Today, the Ohio House of Representatives passed legislation to encourage economic development by reducing oppressive regulations on Ohio’s micro-distillers.

House Bill 243—jointly sponsored by State Representatives Casey Kozlowski (R-Pierpont) and Ron Young (R-Painesville)—strives to lighten burdensome, bureaucratic permit restrictions on economic development. It would allow more micro-distillers to obtain permits and drive more economic growth and investment in Ohio.

“The economic possibilities this bill brings are exciting. Innovations like this bill are what will help Ohio recover and prosper in the future,” Rep. Kozlowski said. “It is also positive to see bipartisan support on another piece of legislation that will help improve Ohio’s business climate.”
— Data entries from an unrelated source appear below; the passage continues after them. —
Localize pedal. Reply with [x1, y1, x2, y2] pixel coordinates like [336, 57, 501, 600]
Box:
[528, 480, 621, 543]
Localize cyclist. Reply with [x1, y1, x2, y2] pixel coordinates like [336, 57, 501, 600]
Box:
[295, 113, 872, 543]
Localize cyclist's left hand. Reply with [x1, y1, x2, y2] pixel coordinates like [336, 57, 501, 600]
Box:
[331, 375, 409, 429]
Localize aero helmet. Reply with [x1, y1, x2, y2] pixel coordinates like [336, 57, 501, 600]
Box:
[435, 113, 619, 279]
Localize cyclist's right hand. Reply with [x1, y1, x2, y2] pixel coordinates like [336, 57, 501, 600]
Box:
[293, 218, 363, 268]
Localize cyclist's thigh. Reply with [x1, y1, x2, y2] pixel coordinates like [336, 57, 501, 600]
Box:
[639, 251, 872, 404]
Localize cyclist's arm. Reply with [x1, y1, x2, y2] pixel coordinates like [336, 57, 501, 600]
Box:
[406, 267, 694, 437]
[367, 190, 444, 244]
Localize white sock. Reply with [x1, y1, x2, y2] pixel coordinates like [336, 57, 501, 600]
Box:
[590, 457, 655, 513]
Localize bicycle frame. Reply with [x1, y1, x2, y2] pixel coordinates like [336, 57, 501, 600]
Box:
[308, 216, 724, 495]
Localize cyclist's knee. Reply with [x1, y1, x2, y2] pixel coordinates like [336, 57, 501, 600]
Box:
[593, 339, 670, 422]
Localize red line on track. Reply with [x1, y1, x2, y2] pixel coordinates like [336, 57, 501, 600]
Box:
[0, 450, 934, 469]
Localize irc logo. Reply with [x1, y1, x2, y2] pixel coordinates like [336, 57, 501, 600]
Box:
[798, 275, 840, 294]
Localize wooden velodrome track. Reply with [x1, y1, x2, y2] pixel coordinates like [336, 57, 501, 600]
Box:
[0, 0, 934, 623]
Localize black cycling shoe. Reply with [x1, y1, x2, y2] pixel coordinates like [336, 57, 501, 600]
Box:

Currently, an A-3a permit can only be obtained in counties with 800,000 residents and may be issued to only one micro-distiller in that county. This restriction limits permit holders to just three statewide.

House Bill 243 removes the 800,000 county population requirement allowing micro-distillers to acquire this permit and begin operations as boutique producers in other areas of Ohio.

“The micro-distillery industry is a growing segment of our national economy and one worthy of development in Ohio,” said Rep. Young. “This legislation was brought to us by local wineries in Lake and Ashtabula counties. These local wineries are noted for creating family-friendly environments that are a benefit to the local farming economy and promote tourism throughout our region. With the addition of micro-distilleries to the winery’s operations, they will become even more robust economic assets to our region. If Ohio is to grow and create jobs, we must look for ways to promote economic growth, not stifle it as current regulations in this industry have done.”

House Bill 243 passed with unanimous support and will now move to the Ohio Senate, where it will undergo further consideration.